Today: Nov 11, 2024

Humans of SCSU- Terese Gemme

Chris Parkin- Contributor

Music is in her blood. That is why nothing has been able to stop the university’s Choir Director Terese Gemme from sharing the music with the world. 

“My father was a self-taught pianist, choral director and a church musician,” Gemme said when recounting her development as a musician. She started taking piano at 7 years old and knew by high school that music would be her path.  

After high school, she entered a music program with the organ as her primary instrument. With an undergraduate degree in sacred music, she proceeded to earn her master’s in organ. It was while working on her DMA at the Peabody Institute of Johns Hopkins University that she discovered her love for choral conducting. 

In 1999, the university was searching for a full-time choir director, and Gemme was happy to oblige.  

“When I auditioned here, it was a nice big choir, but I found out later they had hired a lot of ringers to sing,” Gemme said, “So when I started the choir here, there were only six people.”  

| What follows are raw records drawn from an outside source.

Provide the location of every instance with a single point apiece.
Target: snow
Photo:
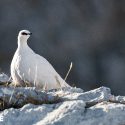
(94, 107)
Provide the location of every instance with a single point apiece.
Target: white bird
(29, 67)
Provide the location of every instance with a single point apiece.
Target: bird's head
(24, 35)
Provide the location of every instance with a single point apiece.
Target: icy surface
(76, 107)
(3, 78)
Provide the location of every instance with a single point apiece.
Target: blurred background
(89, 33)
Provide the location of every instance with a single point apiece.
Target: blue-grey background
(89, 33)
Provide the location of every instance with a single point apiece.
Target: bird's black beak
(30, 33)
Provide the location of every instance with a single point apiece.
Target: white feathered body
(27, 66)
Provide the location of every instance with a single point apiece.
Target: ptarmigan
(29, 67)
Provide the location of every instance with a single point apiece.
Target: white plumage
(29, 67)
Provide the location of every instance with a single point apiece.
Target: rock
(95, 107)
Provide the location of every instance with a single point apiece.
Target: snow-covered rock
(95, 107)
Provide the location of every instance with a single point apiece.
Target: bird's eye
(23, 33)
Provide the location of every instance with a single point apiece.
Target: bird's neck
(22, 43)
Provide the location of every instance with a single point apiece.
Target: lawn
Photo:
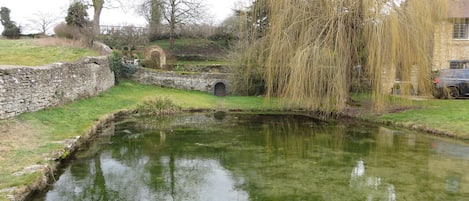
(442, 116)
(37, 52)
(31, 137)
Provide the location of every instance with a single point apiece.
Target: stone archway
(220, 89)
(155, 56)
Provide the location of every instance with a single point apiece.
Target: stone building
(451, 42)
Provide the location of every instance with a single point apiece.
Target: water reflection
(371, 185)
(110, 179)
(259, 157)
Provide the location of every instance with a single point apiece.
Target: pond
(236, 157)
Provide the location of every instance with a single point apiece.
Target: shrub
(11, 32)
(63, 30)
(157, 106)
(120, 69)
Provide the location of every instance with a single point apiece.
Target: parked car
(451, 83)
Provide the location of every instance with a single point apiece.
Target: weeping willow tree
(307, 50)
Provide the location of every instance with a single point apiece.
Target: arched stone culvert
(219, 88)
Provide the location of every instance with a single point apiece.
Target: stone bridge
(213, 83)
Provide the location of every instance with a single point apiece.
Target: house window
(460, 28)
(458, 64)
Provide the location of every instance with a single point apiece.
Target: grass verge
(30, 138)
(37, 52)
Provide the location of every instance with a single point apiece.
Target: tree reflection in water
(263, 157)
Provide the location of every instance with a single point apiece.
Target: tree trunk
(98, 7)
(172, 24)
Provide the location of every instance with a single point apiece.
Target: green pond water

While the task of rebuilding the choir was daunting, membership grew rapidly under Gemme’s leadership, reaching about 70 by early 2020. By then, the choir was singing at the university, Spring Glen Church in Hamden and across Europe in biannual tours.  

However, when COVID struck in early 2020, an in-person choir quickly became impossible. Undeterred, Gemme moved the choir online. 

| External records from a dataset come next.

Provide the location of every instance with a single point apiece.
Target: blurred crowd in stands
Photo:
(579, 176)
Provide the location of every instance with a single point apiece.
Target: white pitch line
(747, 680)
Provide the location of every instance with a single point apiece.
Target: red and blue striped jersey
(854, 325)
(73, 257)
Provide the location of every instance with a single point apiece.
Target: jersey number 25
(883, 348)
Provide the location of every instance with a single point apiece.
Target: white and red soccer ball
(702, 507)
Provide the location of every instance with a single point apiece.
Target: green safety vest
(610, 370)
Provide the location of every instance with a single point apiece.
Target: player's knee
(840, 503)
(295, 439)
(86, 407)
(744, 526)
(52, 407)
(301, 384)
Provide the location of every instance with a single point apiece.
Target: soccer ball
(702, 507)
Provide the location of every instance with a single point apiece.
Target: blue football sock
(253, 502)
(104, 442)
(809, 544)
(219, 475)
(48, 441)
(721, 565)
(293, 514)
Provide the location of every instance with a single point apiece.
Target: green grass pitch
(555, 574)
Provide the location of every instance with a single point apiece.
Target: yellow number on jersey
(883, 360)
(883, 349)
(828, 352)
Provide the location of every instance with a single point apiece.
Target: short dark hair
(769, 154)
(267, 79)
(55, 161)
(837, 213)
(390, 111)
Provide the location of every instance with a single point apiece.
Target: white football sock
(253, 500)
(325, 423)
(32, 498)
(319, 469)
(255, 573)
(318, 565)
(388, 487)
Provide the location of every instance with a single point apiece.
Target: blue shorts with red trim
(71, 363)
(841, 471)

It was an unprecedented challenge. Gemme said the choir members sang alone in their rooms to tracks that she worked hurriedly to make, “and the editing was just ridiculously time-consuming, and it was hundreds of hours for every piece. Hundreds.”  

With challenge came opportunity. Editing the singers’ voice tracks trained her ear to notice the subtle effects produced by the alignment of voices in chords or even whole pieces, a lesson that Gemme is glad to have learned now that the choir has returned to campus. 

With membership back at over 50, Gemme cannot wait for the choir to return to Europe. It was on New Year’s Eve 2019 that she stood under the oculus of the Roman Pantheon and conducted the choir in a rendition of “Ave Maria.”  

“I was moved to tears,” Gemme said. “It was such an amazing experience, and just the most ethereal sound I’ve ever heard.”